The measure is tucked into the 2004 defense budget proposal, now in conference as the House and Senate work out differences. The bill won’t be worked again until House members return from their summer recess on Sept. 2.
As it stands, those who qualify to carry over as many as 90 days are those who meet the following criteria:
¶ Uniformed personnel who have served for 120 days or more in imminent-danger or hostile-fire areas.
¶ Members, though not those in hostile-fire or imminent-danger areas, who are assigned to a designated deployable ship, mobile unit or similar duty.
¶ Members in duty assignments in support of contingency operations, as defined by the secretary of defense.
¶ Guard and Reserve members who performed full-time training or other full-time duty for more than 29 days.
Defense Secretary Donald Rumsfeld in October 2002 authorized troops involved in operations Enduring Freedom and Noble Eagle to carry 90 days.
In a June 25 memo, Charles Abell, principal undersecretary of defense for personnel and readiness, authorized the services to let troops supporting Operation Iraqi Freedom do the same.
“That wouldn’t be a bad thing at all,” said Staff Sgt.

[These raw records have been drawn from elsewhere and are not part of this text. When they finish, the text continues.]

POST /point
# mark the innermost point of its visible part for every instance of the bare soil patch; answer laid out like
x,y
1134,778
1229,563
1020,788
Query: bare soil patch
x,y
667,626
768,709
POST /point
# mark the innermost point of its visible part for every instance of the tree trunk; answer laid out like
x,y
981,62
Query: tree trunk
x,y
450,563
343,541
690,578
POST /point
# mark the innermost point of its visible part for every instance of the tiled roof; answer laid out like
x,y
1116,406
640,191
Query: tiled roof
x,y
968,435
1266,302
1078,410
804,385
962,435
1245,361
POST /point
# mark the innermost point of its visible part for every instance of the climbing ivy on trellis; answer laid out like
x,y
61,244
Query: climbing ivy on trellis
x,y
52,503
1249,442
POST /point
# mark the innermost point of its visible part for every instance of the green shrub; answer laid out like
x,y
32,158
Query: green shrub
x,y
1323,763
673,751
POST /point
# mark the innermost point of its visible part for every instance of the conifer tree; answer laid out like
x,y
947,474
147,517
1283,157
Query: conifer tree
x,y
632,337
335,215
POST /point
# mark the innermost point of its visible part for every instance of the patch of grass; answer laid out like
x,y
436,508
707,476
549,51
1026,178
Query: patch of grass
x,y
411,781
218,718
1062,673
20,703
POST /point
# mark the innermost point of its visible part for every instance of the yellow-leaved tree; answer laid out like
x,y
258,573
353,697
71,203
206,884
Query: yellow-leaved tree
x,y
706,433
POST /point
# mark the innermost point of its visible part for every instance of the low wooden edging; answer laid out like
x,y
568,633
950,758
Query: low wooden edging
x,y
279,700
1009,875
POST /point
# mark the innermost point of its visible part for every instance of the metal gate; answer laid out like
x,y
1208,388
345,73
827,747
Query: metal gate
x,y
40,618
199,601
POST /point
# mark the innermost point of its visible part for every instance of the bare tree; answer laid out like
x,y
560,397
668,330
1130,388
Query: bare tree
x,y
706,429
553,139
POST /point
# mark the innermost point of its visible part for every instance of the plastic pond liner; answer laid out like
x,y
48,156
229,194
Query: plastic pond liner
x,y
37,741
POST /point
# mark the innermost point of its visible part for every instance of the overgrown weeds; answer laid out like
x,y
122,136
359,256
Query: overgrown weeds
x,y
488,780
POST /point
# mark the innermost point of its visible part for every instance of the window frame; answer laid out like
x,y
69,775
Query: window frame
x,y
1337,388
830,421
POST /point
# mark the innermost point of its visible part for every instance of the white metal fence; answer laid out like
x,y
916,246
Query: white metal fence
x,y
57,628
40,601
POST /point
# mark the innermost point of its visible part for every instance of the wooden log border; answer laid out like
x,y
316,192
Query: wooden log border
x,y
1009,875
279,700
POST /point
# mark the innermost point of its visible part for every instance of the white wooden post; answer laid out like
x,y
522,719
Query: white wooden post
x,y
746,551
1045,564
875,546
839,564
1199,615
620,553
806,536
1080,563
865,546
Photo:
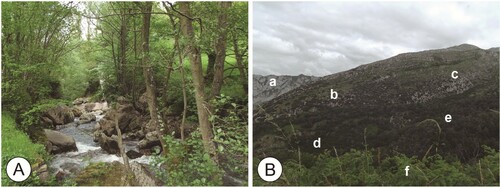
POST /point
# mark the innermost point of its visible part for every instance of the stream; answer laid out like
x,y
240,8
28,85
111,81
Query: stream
x,y
88,150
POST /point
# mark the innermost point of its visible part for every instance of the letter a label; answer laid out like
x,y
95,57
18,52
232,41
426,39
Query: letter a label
x,y
272,82
18,169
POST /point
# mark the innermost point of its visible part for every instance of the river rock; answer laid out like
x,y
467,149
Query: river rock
x,y
149,142
129,120
89,106
87,118
143,176
58,142
79,101
132,154
77,111
58,115
142,103
122,100
108,144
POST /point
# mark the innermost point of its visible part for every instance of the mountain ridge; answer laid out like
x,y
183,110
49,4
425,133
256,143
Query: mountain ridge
x,y
387,99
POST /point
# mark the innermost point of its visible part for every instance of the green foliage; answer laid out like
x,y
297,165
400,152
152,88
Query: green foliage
x,y
16,143
32,116
35,37
187,163
230,134
360,168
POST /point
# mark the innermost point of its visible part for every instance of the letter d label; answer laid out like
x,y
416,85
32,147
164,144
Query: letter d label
x,y
317,143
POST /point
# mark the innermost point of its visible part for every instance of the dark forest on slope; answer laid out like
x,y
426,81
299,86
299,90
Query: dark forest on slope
x,y
390,111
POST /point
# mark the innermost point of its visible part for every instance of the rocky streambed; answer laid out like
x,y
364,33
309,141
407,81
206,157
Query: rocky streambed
x,y
91,138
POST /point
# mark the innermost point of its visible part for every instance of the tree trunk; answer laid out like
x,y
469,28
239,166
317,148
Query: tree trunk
x,y
210,67
180,54
220,49
194,58
148,73
239,63
123,52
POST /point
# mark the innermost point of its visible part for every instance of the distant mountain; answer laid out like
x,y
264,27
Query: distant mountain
x,y
263,92
397,105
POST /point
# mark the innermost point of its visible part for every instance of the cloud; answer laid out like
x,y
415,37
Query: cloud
x,y
321,38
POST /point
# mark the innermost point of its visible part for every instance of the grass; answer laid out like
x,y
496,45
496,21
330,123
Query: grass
x,y
16,143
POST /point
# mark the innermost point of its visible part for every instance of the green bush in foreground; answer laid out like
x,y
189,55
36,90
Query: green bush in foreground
x,y
359,168
16,143
187,164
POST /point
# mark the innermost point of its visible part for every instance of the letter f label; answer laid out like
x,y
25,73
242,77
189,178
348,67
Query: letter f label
x,y
407,168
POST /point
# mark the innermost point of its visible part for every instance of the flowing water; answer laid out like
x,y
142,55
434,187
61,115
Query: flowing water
x,y
88,150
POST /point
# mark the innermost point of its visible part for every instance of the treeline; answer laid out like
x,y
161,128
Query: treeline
x,y
366,168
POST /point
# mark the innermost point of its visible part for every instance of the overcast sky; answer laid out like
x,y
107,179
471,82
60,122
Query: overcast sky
x,y
291,38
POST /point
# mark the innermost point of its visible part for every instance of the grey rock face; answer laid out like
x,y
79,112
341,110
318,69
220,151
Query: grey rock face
x,y
262,91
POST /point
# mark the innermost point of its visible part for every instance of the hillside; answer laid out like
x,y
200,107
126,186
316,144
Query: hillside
x,y
263,92
396,105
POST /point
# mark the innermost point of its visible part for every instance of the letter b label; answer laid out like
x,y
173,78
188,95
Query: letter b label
x,y
269,169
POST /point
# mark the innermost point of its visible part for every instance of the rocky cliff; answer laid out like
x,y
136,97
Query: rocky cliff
x,y
397,105
262,91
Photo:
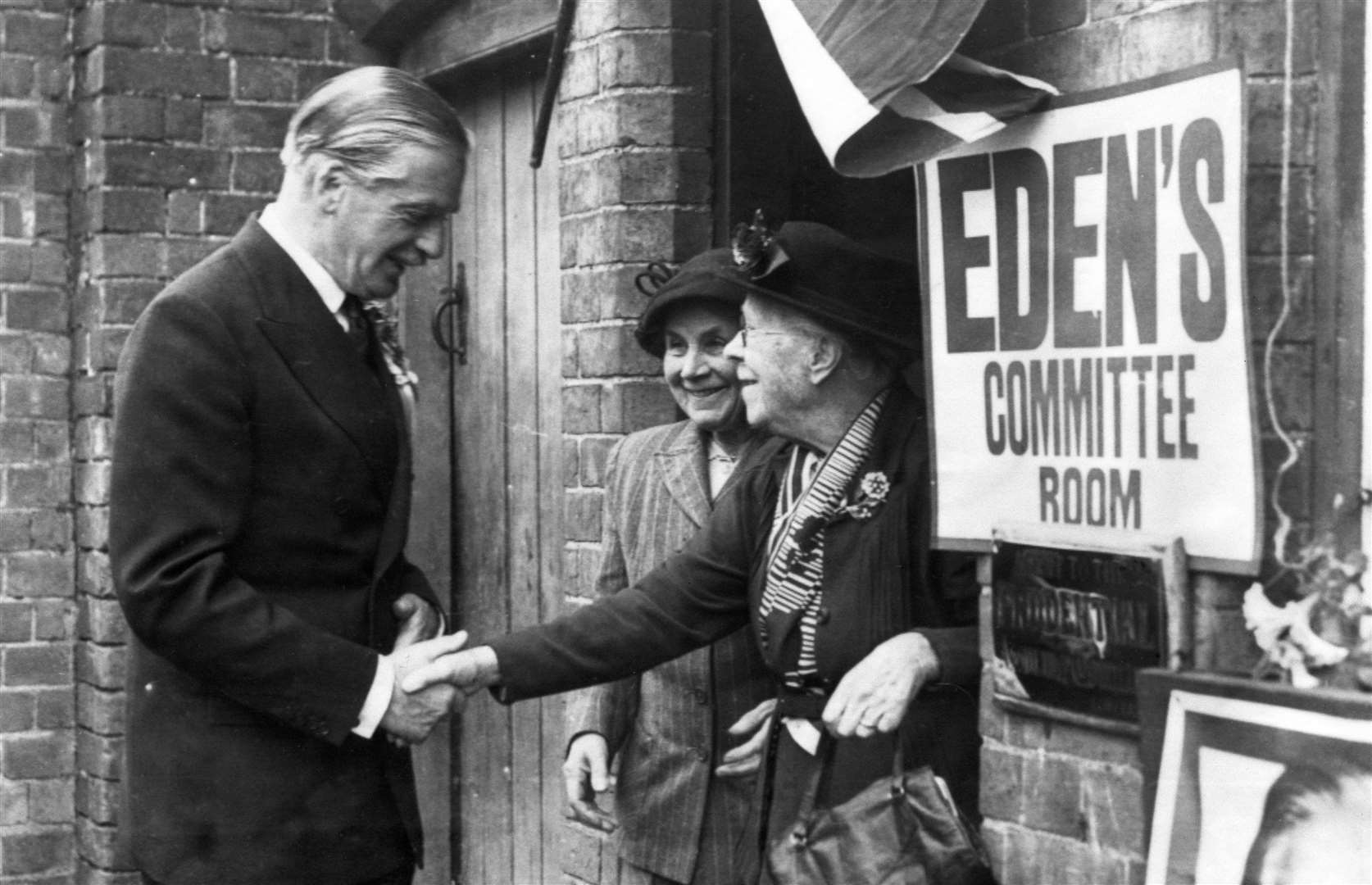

Matt Miller, a spokesman for the Air Force’s personnel center. “They’ve earned it, they should be able to take it. But that’s just my personal opinion. I don’t make those decisions and we’ve gotten no direction.”
Marine expeditionary units that travel with the Navy on routine six-month deployments typically get roughly a month’s “down time” upon returning home, said Capt. Jeff Landis, adding the Corps has experience in giving Marines a large lump of time away from the job.
Uniformed personnel accumulate 2.5 days of annual leave for every month of active service.
The transfer isn’t always automatic, service officials warned, encouraging troops to take the initiative and apply for the special leave accrual through their chain of command and personnel centers to find out if they qualify and, if so, how much leave they can take at one time.